Deputy leader of KNDF

Marwi (မာဝီ) is a Burmese environmentalist and resistance figure who serves as deputy commander-in-chief of the Karenni Nationalities Defence Force (KNDF).

==Biography==
Born and raised in Loikaw, Kayah State, he worked on an organic farm prior to joining the KNDF in the aftermath of the 2021 Myanmar coup d'état.

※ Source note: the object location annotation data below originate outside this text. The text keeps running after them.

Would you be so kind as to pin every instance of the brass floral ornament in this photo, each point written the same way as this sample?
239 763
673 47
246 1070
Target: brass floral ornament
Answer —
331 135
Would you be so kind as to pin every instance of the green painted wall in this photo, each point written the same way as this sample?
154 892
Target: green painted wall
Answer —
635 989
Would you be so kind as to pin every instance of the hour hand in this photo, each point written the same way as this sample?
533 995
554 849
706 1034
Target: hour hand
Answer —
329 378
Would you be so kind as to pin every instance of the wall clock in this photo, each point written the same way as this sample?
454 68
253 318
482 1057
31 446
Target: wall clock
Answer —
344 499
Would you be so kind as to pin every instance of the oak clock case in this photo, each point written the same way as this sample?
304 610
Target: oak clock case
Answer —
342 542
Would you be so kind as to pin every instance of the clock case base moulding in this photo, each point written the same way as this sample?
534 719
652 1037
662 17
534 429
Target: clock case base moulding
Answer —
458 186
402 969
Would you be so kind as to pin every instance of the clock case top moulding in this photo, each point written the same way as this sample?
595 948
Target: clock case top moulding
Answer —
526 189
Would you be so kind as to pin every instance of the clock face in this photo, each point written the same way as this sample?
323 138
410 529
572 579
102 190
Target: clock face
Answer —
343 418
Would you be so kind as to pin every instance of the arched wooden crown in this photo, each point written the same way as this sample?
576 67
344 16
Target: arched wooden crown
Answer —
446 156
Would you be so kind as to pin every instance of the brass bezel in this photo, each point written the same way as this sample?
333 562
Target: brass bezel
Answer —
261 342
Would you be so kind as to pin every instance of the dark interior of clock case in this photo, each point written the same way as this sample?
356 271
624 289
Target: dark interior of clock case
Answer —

He participated in the early anti-military protests in 2021 before assuming a senior leadership role within the KNDF; according to reports, access to certain KNDF-controlled areas in Kayah State requires his authorization. He has stated that although he preferred to remain an organic farmer, he joined the resistance in response to the military takeover. Marwi has become known for regularly joining his troops on the front lines, a commitment that has resulted in him being injured three times in battle. Notably, he led the operation to capture Loikaw University, where he successfully convinced dozens of junta troops to surrender.